A SHADY BUSINESS: Drug users and peddlers engage in selling banned drugs on September 23 at the rail tracks in Lahorijan, Karbi Anglong, Assam near Nagaland Border. (MExPix)

Longrangty Longchar
Dimapur | September 23
Drug use has been a social problem for the past many years in the Naga society. However, despite the number of measures adopted by the government and the Naga social societies, abuse of drugs is still very rampant in Nagaland.
A walk along the rail tracks in Lahorijan area bears witness to how banned drugs such as Spasmo Proxyvon (SP), Relipen and Brown Sugar etc are being sold openly.
Amidst the stink of human faeces, half-stoned non-local youths carrying black plastic bags full of the banned drugs, sell them to customers. Sari wearing women peep out of the fences around abandoned houses looking for customers.
One or two women kept vigil, while others keep watch at the gate. The business has to be done hurriedly. The “sentry” complained to her friend to do the business as fast as possible. Their voices are laced with nervousness.
After a few minutes, the women were gone. So were the other male peddlers who were selling so openly. Only the Naga youths squatted on the rail tracks; small pipes protruding out from their mouths, small aluminum and copper foils in their hands, and a match stick between their shivering fingers. They are taking brown sugar and no one sees them there getting stoned, and throwing away their lives.
It is a daily routine for most of them. A social activist working in the field of HIV/AIDS and Drugs, Neichü Angami said that according to a rampant survey conducted by the United Nations Organisations Drugs and Crime (UNODC) in Nagaland, there are about thirty to thirty five thousand drug users in Nagaland.
The common type of drugs used by the addicts are SP, Relipen, Brown Sugar, and amphetamine (a kind of Ecstasy drugs) etc.
Among the school-going children, sniffing of adhesives like ‘dendrite’ is very common, she said. Drug-use in the society is not decreasing, more and more people are getting into it, said Neichü.
The alarming point, according to the activist, is that the age of initiation into drugs among the Naga youths is becoming lesser and lesser. She said that ten years back, the age of initiation into drug abuse was about 16-17 years of age, but now, it has gone down and even children of ten to eleven years are taking to drugs out of curiosity.
Though the drug use pattern might be changing, the problem that this social evil is, remains the same.
“It is a social problem, family problem, and a spiritual problem,” said Neichü.

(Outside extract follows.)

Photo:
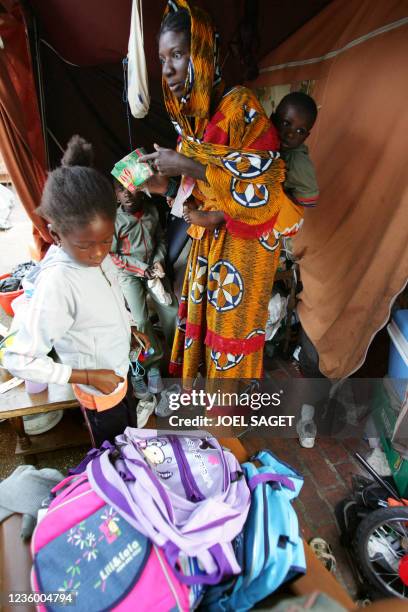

She opined that to prevent the youths from taking drugs, a good and comprehensive package needs to be initiated by the government and the society to check the factors that induces a person to take drugs; and for those addicts, a ‘humane approach’ and not a moral approach is needed to help them out.
Neichü opined that drug use is not just a syndrome, but something that has a bigger issue beneath it - like having problems in relationship, self esteem etc.
Whatever the case may be, drugs being sold along the rail tracks in Lahorijan is for real and unless the whole society comes together and decide to take a ‘humane approach’ instead of a ‘moral approach’, then half of more and more Naga youths are in a very grave position to take to drug abuse, and the consequences might be just what a police personnel manning the New Field Check Gate warned: “If the trend goes on, then half of the Naga youths will be extinct within the next ten years.”